DIY Truck Mod: OnBoard Air Compressor & Horn
This episode is a step-by-step guide to installing an onboard air compressor, tank, horn, and quick-connect air coupler, plus connecting the system to the factory auxiliary switches. We receive emails all the time asking for more details on where our compressor or horn is installed, and when recording installation videos at a truck modification shop, it’s hard to include all the key details.
Hopefully, this video offers the details the community has been asking for. Having onboard air is very nice for several reasons. The most beneficial is being able to fill your own truck and trailer tires. Especially if your tires are inflated above 65 PSI, which is where most gas stations stop. Another benefit is being able to use air pressure for annual winterization, but using the Viair Winterization kit. And of course using the air horn, which has countless applications!

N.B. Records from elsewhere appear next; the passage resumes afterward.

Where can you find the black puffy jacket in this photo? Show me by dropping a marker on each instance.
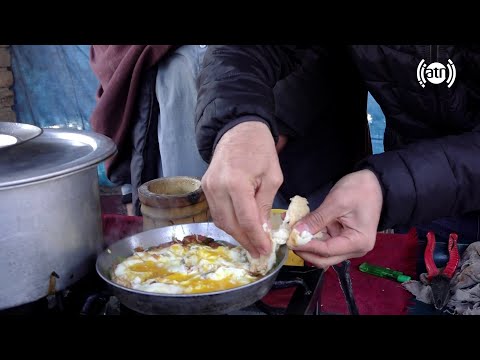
(431, 166)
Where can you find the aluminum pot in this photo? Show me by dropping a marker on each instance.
(50, 214)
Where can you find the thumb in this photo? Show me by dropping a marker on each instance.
(317, 220)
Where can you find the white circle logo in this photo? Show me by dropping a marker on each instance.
(436, 73)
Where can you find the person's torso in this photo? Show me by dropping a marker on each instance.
(393, 76)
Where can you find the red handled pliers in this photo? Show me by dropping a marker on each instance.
(439, 279)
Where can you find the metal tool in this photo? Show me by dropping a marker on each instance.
(439, 279)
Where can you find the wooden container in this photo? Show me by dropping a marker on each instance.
(172, 200)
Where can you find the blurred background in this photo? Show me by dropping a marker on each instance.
(65, 71)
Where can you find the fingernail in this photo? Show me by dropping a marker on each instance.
(302, 227)
(265, 250)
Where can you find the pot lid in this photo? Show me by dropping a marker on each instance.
(55, 152)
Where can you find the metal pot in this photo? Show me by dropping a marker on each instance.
(50, 214)
(218, 302)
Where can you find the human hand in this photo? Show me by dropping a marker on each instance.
(241, 182)
(349, 218)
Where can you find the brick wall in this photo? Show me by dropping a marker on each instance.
(6, 81)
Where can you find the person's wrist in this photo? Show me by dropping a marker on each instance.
(373, 184)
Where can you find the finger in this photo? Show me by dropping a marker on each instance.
(323, 216)
(323, 262)
(248, 217)
(229, 224)
(223, 215)
(265, 196)
(334, 229)
(347, 243)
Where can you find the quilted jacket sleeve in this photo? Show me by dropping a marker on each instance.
(236, 85)
(429, 179)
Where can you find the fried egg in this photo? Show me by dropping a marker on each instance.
(185, 268)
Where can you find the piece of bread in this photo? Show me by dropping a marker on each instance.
(297, 209)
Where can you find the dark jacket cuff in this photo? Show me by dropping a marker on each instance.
(398, 188)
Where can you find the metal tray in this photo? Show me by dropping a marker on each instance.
(12, 134)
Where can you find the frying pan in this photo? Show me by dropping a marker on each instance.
(218, 302)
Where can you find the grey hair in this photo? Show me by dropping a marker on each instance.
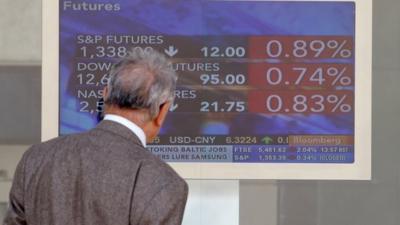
(141, 80)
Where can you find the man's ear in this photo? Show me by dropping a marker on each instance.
(164, 108)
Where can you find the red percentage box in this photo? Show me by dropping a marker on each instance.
(301, 47)
(288, 102)
(301, 75)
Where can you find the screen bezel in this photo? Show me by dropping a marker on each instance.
(359, 170)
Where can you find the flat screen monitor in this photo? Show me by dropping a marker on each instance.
(266, 89)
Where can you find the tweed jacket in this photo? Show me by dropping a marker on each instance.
(102, 177)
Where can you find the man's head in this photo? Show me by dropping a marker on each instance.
(141, 88)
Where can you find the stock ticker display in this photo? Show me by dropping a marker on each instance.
(259, 81)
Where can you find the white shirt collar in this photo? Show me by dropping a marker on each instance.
(129, 124)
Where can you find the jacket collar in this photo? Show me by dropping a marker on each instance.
(118, 129)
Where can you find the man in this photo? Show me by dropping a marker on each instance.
(106, 176)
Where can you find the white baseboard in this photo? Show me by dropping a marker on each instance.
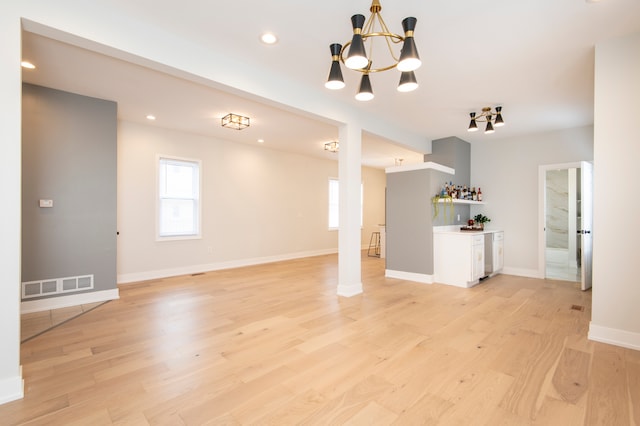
(529, 273)
(349, 290)
(69, 300)
(409, 276)
(12, 388)
(208, 267)
(613, 336)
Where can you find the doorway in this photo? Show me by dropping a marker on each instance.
(562, 216)
(565, 216)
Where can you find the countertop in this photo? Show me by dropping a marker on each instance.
(455, 229)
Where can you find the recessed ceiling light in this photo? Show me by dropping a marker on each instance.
(269, 38)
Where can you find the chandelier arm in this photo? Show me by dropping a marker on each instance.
(364, 70)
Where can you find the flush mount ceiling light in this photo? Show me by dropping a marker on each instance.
(492, 118)
(235, 121)
(357, 54)
(269, 38)
(332, 146)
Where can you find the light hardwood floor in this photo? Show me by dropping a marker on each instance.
(273, 344)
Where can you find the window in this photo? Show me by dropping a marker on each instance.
(178, 198)
(334, 206)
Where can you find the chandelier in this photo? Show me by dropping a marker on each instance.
(235, 121)
(492, 118)
(357, 54)
(332, 146)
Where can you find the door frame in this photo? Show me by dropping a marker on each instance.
(542, 219)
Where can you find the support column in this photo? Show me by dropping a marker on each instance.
(11, 383)
(349, 238)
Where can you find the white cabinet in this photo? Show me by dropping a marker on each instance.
(458, 258)
(477, 263)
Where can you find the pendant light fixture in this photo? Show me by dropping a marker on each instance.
(357, 54)
(492, 118)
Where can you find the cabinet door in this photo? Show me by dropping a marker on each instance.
(477, 263)
(498, 255)
(498, 251)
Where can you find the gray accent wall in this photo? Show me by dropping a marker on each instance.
(409, 210)
(409, 220)
(68, 156)
(455, 153)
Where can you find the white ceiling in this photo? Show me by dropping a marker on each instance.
(535, 58)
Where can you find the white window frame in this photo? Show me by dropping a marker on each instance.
(196, 197)
(334, 185)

Although train horns (and multiple horns) are more popular, I’m partial to the long single 25″ truck horn. Mostly because I don’t look good in orange and don’t want to go to jail! All kidding aside, I like having a horn that we can actually use. We’re not interested in causing an accident or scaring anyone. Plus, I like the sound of a deep dump truck.
You might have noticed that we initially wired the compressor to the auxiliary switch #2 and it ended up on #5. During our troubleshooting process, we wondered if the amperage was not high enough on #2 and moved it to #5 as switches 5 and 6 are the highest amperage. Then we discovered the real issue and bypassed the switch the kit came with.
You should know that auxiliary switches 5 and 6 can be adjusted to leave the power on when the truck is off. This is useful for things like a mobile fridge or anything that needs power when the truck is off. To do this, read your manual, but the unofficial explanation is to change the position of a fuse and viola!
We should have gone back and changed the switch we had Randy’s compressor connected to. Switch 3 or 4 would have been a better choice as they offer higher amperage, but would leave 5 and 6 vacant for future use. Oddly enough, Randy’s truck manual provided averages between 10 and 15 amps, which we know is not the case. We never got to the bottom of it.
We updated our Amazon store “for your truck” category to include the parts used in this episode. The Viair Onboard Air System comes with everything you need. Make sure your horn comes with a 12-volt air valve solenoid, as it didn’t come with my Groover horn. The Vixen horn should sound just like my Groover horn for a quarter of the price. I bought my horn at a Kenworth dealership in 1998 for about $90 bucks. They’ve gotten pretty pricey!